Your Money And Your Brain – Book Review

I finally got around to reading Jason Zweig’s widely acclaimed book “Your Money and Your Brain” last week while on holiday up north. The book is mainly about human psychology and how it affects your emotions when it comes to money. We have a lot of instincts and emotions which helped us survive when we were cavemen and still serve us well today in a lot of situations – however they are counter-productive when it comes to investing.
photo by Image Editor
First off – I want to say that this book is quite excellent. Everyone should read this book – whether you are an avid investor, a casual investor or even if you don’t invest because you are afraid of losing money. Reading this book will help you understand your basic investing instincts and learn how to react differently.

What I liked

This book is very well written and researched – Zweig includes many examples of psych studies which he then ties in to your emotions around money and help understand that while you might think you are consciously making rational investment decisions, in actual fact it might be your human biology which is influencing your decision making capability.
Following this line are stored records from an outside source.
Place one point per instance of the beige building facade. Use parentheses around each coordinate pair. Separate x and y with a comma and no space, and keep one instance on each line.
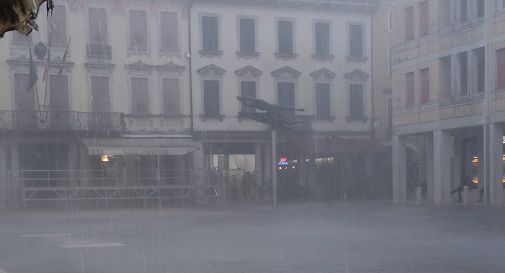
(448,71)
(148,89)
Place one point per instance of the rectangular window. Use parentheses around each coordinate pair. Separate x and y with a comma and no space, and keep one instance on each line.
(21,38)
(169,31)
(409,23)
(58,93)
(445,74)
(140,96)
(409,89)
(463,73)
(138,30)
(24,98)
(171,97)
(58,26)
(356,102)
(322,39)
(424,74)
(98,31)
(323,100)
(444,14)
(480,68)
(248,90)
(424,18)
(247,35)
(285,37)
(211,98)
(210,34)
(356,41)
(100,96)
(463,11)
(500,68)
(286,96)
(481,8)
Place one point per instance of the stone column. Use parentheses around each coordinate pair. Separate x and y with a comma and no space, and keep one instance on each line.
(4,178)
(399,169)
(429,166)
(199,170)
(83,166)
(73,164)
(496,164)
(442,150)
(14,189)
(458,159)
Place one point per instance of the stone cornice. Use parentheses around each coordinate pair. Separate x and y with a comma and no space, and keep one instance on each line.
(365,6)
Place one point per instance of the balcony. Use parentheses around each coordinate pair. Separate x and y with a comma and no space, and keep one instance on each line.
(99,51)
(61,121)
(455,107)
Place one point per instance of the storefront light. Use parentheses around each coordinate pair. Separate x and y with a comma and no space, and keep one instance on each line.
(475,161)
(475,180)
(104,158)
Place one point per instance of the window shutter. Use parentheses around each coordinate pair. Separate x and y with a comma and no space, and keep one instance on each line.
(285,37)
(286,95)
(210,33)
(248,90)
(138,29)
(322,39)
(409,23)
(425,86)
(356,101)
(211,98)
(171,97)
(500,77)
(140,96)
(409,87)
(356,40)
(169,31)
(98,31)
(100,94)
(247,36)
(424,27)
(323,100)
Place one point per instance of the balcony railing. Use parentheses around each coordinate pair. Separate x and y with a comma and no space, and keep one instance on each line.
(61,120)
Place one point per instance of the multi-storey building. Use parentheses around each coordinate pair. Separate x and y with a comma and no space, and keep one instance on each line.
(448,71)
(314,55)
(147,88)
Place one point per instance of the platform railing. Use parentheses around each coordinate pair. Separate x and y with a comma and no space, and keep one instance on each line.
(68,186)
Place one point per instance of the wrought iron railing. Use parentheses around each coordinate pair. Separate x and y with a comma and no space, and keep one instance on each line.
(61,120)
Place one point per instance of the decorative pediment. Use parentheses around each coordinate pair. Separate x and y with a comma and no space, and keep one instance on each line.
(357,75)
(140,65)
(170,67)
(211,70)
(286,72)
(248,71)
(323,74)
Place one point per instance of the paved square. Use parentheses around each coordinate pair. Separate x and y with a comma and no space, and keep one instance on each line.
(308,238)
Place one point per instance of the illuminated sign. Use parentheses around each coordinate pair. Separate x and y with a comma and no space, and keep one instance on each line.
(283,161)
(475,180)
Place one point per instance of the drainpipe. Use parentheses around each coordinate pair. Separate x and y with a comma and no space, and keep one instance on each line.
(190,61)
(372,123)
(488,143)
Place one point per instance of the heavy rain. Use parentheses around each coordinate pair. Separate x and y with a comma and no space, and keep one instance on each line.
(247,136)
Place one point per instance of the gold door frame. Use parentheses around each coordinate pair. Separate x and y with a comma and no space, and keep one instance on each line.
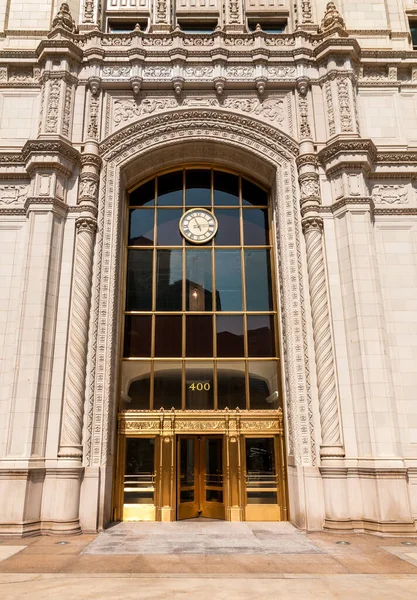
(235,425)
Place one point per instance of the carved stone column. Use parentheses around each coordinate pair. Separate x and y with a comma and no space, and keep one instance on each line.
(73,412)
(323,344)
(312,223)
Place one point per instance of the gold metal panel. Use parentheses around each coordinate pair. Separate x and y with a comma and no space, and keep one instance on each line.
(262,512)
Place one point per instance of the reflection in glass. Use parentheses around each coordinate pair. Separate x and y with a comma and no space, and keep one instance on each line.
(199,393)
(258,280)
(198,187)
(228,233)
(263,385)
(169,280)
(170,189)
(143,195)
(230,337)
(168,336)
(141,227)
(231,385)
(252,194)
(135,385)
(187,477)
(168,232)
(138,331)
(261,336)
(228,280)
(226,189)
(199,288)
(214,469)
(139,280)
(199,336)
(260,471)
(167,385)
(255,227)
(140,471)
An example is the rush you feel when you think an investment is going to give you a return – we think of this as “greed” but in fact there are parts of your brain which “light up”. This same reaction will occur in anticipation of many things, winning a jackpot, anticipating sex etc. The point he makes is that if you think you have a “hot tip” or some other great investment idea and you can’t stop drooling about it – take a minute to think about it – or a few days. Hopefully giving yourself time to cool off will allow the rest of your brain to weigh in on the decision and you can make the right one.

What I didn’t like

I thought the book was a bit too long – although it was full of great information, I found by about 2/3 of the way through I was starting to think “Ok, every one of my financial thoughts are caused by my biology – got it!”. It is still worth reading the entire book however.

Conclusion

Read this book! There are some excellent books available (Four Pillars of Investing, Random Walk Down Wall Street) which do a great job explaining why you shouldn’t try to time the market, why you shouldn’t sell when the market does poorly and why you shouldn’t buy when the market does well but Zweig explains why your biology makes you want to do those kind of destructive financial behaviours.

Other reviews of this book

Canadian Capitalist loved this book.

My Money Blog thought is was a good book, but he agreed with me that it was too long.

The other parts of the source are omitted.